Reputation: 302
I am looking for an automated 'pythonic' solution of automating the creation of search index as a source to my RAG tool. It is the same question as here: https://learn.microsoft.com/en-us/answers/questions/2130086/how-to-create-an-index-and-indexer-for-rag-solutio?comment=question#newest-question-comment .
As there are many docs / sources I just wanted to ask which approach is better for this case - using LangChain chunking like here: https://github.com/Azure/azure-search-vector-samples/blob/main/demo-python/code/data-chunking/langchain-data-chunking-example.ipynb
OR the SplitSkill with 'pages' like here:
What is the difference? Does SplitSkill treat documents in the similiar way like the Langchain RecursiveTextSplitter?
Upvotes: 0
Views: 189
Reputation: 1775
The sample code in langchain-data-chunking-example.ipynb used chunk_size and chunk_overlap params for langchain.text_splitter.
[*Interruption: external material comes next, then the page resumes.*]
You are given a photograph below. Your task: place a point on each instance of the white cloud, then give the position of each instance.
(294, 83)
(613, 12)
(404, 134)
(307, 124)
from langchain.text_splitter import RecursiveCharacterTextSplitter
from lib.common import get_encoding_name
# from_tiktoken_encoder enables use to split on tokens rather than characters
recursive_text_splitter = RecursiveCharacterTextSplitter.from_tiktoken_encoder(
encoding_name=get_encoding_name(),
chunk_size=600,
chunk_overlap=125
)
The sample code in Tutorial-rag.ipynb used text_split_mode, maximum_page_length, page_overlap_length params for SplitSkill. The SplitSkill is just a built in endpoint from Microsoft to carry out document chunking.
split_skill = SplitSkill(
description="Split skill to chunk documents",
text_split_mode="pages",
context="/document",
maximum_page_length=2000,
page_overlap_length=500,
inputs=[
InputFieldMappingEntry(name="text", source="/document/content"),
],
outputs=[
OutputFieldMappingEntry(name="textItems", target_name="pages")
],
)
Comparing the examples, you can see both of them used (chunk_size / maximum_page_length) and overlap. SplitSkill also specified to split based on page (it can also be sentences, https://learn.microsoft.com/en-us/python/api/azure-search-documents/azure.search.documents.indexes.models.splitskill?view=azure-python)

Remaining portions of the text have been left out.